Un adolescent condamné pour le meurtre d’un enfant qu’il n’a peut-être pas commis...

Yvan, 16 ans, est élève au lycée professionnel, en menuiserie, dans une banlieue de Lille. Sa disgrâce physique et la conscience de sa laideur en font un paria dans son village et à ses propres yeux : un petit monstre ordinaire, humilié par ses camarades ; un frère parti tôt de la maison, des parents affligeants, un père péremptoire et borné, une mère collectionneuse de boîtes de camembert et sculptrice de mottes de beurre. Romain, 8 ans, un méchant petit voisin, est tué à coup de hachette dans un terrain vague. Au cours de l’enquête de voisinage, Yvan se retrouve accusé du meurtre par un faisceau circonstanciel de preuves, et quelques maladresses de sa mère. La mécanique impitoyable et révoltante des gendarmes se met en place pour extorquer des aveux à l’ado terrorisé, vaincu d’avance. Il est pris dans un piège si bien tendu que ses parents eux-mêmes finissent par l’abandonner. C’est le procès, la perpétuité, la prison et ce qui s’ensuit au-dedans pour les tueurs d’enfants. Mais une avocate s’avise de son éventuelle innocence, lui fait faire appel in extremis et initie une révision. Dans le dialogue qui s’engage avec elle, il fait preuve de finesse, de vivacité, de lucidité. Il quitte la passivité qui l’a fait condamner et parle enfin de son père, coupable sans doute du meurtre du gamin, mais aussi de l’enfance et l’adolescence minables qu’il lui a fait vivre. Pendant ces 3 ans de prison, Yvan apprend la vie et s’affine. Il fabrique des meubles et connaît un petit succès local. Le procès en révision le fait acquitter, et condamne son père. Sa vie d’homme commence. Libéré, nouveau héros du village, amoureux et bientôt père, il rend une brève visite à sa mère. C’est de ces 20 ans d’étouffement qu’il lui parle, de la solitude dans laquelle, privée désormais de son mari, il la met à son tour.
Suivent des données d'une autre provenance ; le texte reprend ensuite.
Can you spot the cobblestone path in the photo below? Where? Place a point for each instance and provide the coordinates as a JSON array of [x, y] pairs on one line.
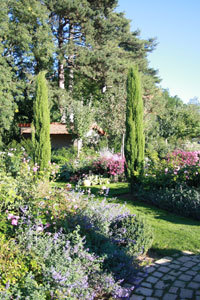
[[170, 278]]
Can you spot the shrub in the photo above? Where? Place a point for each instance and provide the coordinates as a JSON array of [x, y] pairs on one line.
[[181, 199], [12, 262], [65, 268], [133, 233]]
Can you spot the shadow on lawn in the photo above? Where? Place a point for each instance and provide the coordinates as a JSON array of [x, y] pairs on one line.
[[155, 212]]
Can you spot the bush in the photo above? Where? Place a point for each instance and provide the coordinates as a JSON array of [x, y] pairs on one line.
[[133, 233], [181, 199], [65, 269]]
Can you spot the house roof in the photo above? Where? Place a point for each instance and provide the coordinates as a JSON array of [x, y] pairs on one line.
[[57, 128]]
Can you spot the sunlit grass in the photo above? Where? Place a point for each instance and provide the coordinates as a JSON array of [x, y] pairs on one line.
[[172, 233]]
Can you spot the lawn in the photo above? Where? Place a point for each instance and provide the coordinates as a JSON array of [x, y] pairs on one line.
[[172, 233]]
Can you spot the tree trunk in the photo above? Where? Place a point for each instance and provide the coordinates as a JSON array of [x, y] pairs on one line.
[[61, 72], [71, 59]]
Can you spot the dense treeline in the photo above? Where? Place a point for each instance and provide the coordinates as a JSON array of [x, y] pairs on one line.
[[85, 48]]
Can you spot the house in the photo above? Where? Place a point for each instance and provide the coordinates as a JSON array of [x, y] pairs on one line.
[[60, 137]]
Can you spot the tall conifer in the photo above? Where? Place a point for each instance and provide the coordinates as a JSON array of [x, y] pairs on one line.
[[41, 124], [134, 140]]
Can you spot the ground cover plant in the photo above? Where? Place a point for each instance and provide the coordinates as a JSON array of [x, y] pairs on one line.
[[62, 243], [172, 233]]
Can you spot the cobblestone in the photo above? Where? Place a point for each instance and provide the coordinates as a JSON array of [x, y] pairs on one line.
[[171, 278]]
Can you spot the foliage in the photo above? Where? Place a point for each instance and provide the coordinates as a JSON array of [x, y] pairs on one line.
[[134, 139], [41, 124], [109, 165], [180, 199], [133, 233], [44, 230]]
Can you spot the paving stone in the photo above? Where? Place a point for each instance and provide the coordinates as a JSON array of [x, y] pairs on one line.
[[197, 278], [184, 259], [144, 291], [169, 297], [158, 293], [195, 269], [157, 274], [179, 283], [174, 266], [192, 273], [161, 285], [175, 273], [168, 278], [185, 277], [189, 264], [150, 269], [138, 280], [152, 279], [183, 269], [194, 285], [164, 261], [146, 284], [185, 252], [186, 293], [173, 290], [164, 269], [176, 255], [136, 297], [196, 258]]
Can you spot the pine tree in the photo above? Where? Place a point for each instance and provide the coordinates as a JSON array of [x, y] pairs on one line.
[[41, 124], [134, 140]]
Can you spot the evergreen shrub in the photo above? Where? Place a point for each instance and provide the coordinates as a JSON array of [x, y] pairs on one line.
[[132, 233], [180, 199]]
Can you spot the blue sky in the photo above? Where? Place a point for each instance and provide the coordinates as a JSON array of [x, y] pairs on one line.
[[176, 25]]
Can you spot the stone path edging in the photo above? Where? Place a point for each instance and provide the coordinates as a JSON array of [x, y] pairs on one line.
[[170, 278]]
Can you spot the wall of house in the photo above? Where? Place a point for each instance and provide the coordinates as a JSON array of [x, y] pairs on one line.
[[57, 140], [61, 140]]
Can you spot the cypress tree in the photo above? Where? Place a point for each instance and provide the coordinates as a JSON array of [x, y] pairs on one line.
[[41, 124], [134, 139]]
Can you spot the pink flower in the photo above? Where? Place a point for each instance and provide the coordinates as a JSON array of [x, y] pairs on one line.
[[14, 222], [10, 216]]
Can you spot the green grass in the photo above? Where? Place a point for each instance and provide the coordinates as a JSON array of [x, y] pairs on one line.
[[172, 233]]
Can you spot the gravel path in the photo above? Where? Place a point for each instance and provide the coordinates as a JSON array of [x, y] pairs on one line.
[[170, 278]]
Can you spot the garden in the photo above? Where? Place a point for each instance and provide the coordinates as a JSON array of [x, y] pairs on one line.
[[83, 236], [80, 217]]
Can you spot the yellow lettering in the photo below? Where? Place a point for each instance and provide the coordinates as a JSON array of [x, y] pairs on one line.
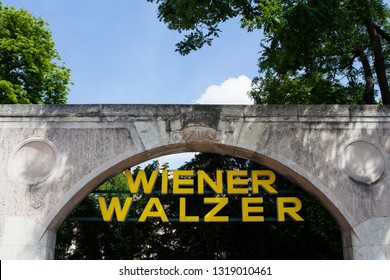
[[220, 203], [164, 182], [216, 186], [264, 183], [141, 178], [283, 209], [183, 217], [115, 206], [179, 181], [247, 209], [158, 213], [233, 179]]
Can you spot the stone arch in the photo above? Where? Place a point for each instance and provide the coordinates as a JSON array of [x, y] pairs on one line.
[[281, 165], [337, 153]]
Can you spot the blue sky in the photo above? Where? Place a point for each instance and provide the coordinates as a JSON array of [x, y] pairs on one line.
[[119, 52]]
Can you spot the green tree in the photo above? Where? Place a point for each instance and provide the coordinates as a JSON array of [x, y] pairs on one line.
[[313, 51], [84, 236], [30, 69]]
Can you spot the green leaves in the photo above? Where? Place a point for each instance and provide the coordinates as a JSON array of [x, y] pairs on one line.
[[29, 69], [305, 41]]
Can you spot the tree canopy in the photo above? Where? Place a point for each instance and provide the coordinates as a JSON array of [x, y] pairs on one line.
[[312, 51], [30, 67]]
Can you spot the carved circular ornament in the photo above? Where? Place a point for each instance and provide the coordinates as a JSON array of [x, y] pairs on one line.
[[363, 161], [32, 161]]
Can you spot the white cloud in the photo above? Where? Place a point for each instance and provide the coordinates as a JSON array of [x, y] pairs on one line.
[[231, 91]]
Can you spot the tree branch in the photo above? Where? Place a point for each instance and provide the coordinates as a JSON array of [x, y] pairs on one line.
[[381, 32]]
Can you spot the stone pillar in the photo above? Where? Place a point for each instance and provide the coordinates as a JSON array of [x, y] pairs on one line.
[[24, 239]]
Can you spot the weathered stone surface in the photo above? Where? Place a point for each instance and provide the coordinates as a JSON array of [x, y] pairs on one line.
[[52, 156]]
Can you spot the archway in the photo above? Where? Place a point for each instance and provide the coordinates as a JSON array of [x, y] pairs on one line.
[[337, 153], [272, 164]]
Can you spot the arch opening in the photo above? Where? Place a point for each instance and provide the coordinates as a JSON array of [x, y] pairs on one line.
[[121, 163]]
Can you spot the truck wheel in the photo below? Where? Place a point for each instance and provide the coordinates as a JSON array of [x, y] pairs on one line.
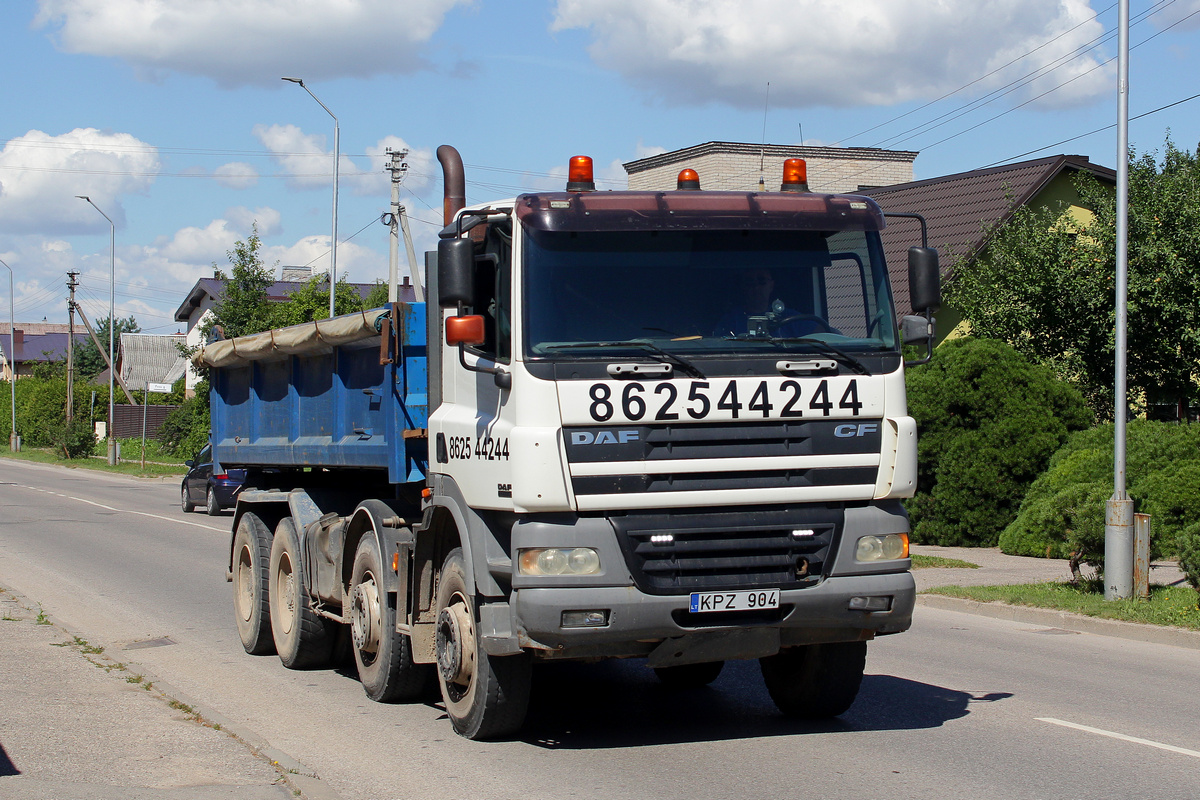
[[485, 696], [303, 637], [383, 656], [210, 504], [251, 554], [815, 681], [690, 675]]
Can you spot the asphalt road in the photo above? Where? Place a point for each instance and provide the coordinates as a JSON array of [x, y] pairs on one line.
[[961, 705]]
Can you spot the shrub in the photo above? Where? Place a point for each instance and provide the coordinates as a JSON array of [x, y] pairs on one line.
[[76, 439], [989, 422], [1188, 545], [1062, 515], [186, 429]]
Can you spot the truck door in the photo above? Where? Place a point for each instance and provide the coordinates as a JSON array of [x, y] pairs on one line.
[[475, 417]]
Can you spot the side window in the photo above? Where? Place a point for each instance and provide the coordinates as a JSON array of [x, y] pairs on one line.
[[493, 289]]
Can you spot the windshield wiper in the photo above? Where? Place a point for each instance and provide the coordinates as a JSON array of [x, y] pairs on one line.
[[684, 365], [820, 344]]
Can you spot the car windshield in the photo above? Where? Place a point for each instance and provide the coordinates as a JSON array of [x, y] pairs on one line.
[[705, 293]]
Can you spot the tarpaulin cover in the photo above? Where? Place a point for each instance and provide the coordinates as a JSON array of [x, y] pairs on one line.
[[310, 338]]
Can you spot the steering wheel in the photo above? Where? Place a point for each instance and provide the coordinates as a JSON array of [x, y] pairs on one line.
[[808, 318], [875, 323]]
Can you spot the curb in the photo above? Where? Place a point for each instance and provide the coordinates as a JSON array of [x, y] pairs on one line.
[[138, 479], [297, 776], [1175, 637]]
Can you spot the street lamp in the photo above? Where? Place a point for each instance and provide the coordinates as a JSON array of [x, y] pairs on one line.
[[112, 324], [13, 439], [333, 257]]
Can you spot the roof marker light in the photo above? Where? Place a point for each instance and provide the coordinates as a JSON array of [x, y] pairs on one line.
[[579, 175], [796, 176]]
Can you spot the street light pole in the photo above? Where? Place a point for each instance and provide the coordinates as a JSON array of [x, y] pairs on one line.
[[337, 156], [1119, 511], [13, 439], [112, 324]]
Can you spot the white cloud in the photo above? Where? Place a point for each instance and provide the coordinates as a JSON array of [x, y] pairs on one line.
[[239, 42], [269, 221], [1183, 12], [237, 174], [835, 53], [41, 175], [309, 164], [300, 155]]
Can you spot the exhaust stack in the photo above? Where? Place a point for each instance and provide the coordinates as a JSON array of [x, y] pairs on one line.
[[454, 181]]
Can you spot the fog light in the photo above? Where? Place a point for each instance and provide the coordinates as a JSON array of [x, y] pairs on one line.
[[870, 603], [887, 547], [586, 619], [557, 560]]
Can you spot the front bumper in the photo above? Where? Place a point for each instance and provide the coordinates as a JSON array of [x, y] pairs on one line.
[[661, 627]]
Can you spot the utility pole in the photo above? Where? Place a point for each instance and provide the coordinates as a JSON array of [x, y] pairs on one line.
[[71, 286], [397, 221], [1119, 510]]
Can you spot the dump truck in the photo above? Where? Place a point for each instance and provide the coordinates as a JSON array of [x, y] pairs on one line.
[[666, 426]]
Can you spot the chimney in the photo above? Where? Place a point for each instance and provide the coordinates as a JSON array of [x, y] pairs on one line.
[[295, 274]]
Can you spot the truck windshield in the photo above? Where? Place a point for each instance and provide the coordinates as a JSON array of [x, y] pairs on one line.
[[706, 292]]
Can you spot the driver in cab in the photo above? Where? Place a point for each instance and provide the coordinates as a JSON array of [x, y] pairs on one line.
[[759, 313]]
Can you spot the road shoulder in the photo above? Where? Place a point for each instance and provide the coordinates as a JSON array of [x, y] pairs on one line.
[[78, 723]]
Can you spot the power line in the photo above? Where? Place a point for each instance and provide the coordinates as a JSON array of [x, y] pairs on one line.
[[1099, 130], [1020, 83], [951, 94]]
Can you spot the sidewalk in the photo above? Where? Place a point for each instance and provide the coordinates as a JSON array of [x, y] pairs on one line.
[[77, 726], [996, 569]]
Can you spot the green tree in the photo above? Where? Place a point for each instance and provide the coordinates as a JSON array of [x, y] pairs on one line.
[[989, 421], [1062, 515], [311, 302], [1047, 284], [244, 307], [378, 295], [89, 360]]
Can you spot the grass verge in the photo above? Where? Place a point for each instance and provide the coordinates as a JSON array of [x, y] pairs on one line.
[[1175, 606], [937, 561], [126, 467]]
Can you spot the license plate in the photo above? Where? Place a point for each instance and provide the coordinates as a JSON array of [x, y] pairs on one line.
[[733, 601]]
Il fait un tour du village, sur le lieu du crime, bientôt aménagé en espace de jeux par un maire entreprenant, un dernier tour sur le lieu de son crime et l’aveu, réaffirmé, de sa culpabilité.

Références cinématographiques :

"Usual Suspects" de B. Singer et le "6° sens" de M. Night Shyamalan : pour la révélation de dernière minute qui donne à la seconde lecture / vision une toute autre teinte. "P’tit Quinquin" de B. Dumont pour l’atmosphère improbable et mouvante du Nord vu par un artiste.

Raison du coup de cœur :

Une histoire courte, haletante et éprouvante et la faculté de nous faire nous attacher à un personnage ambivalent et nous met dans un état d’empathie sans issue. Deux coups de théâtre : l’un au moment de l’instruction du procès en révision (culpabilité du père ?), l’autre dans les dernières lignes du roman (aveu silencieux d’Yvan).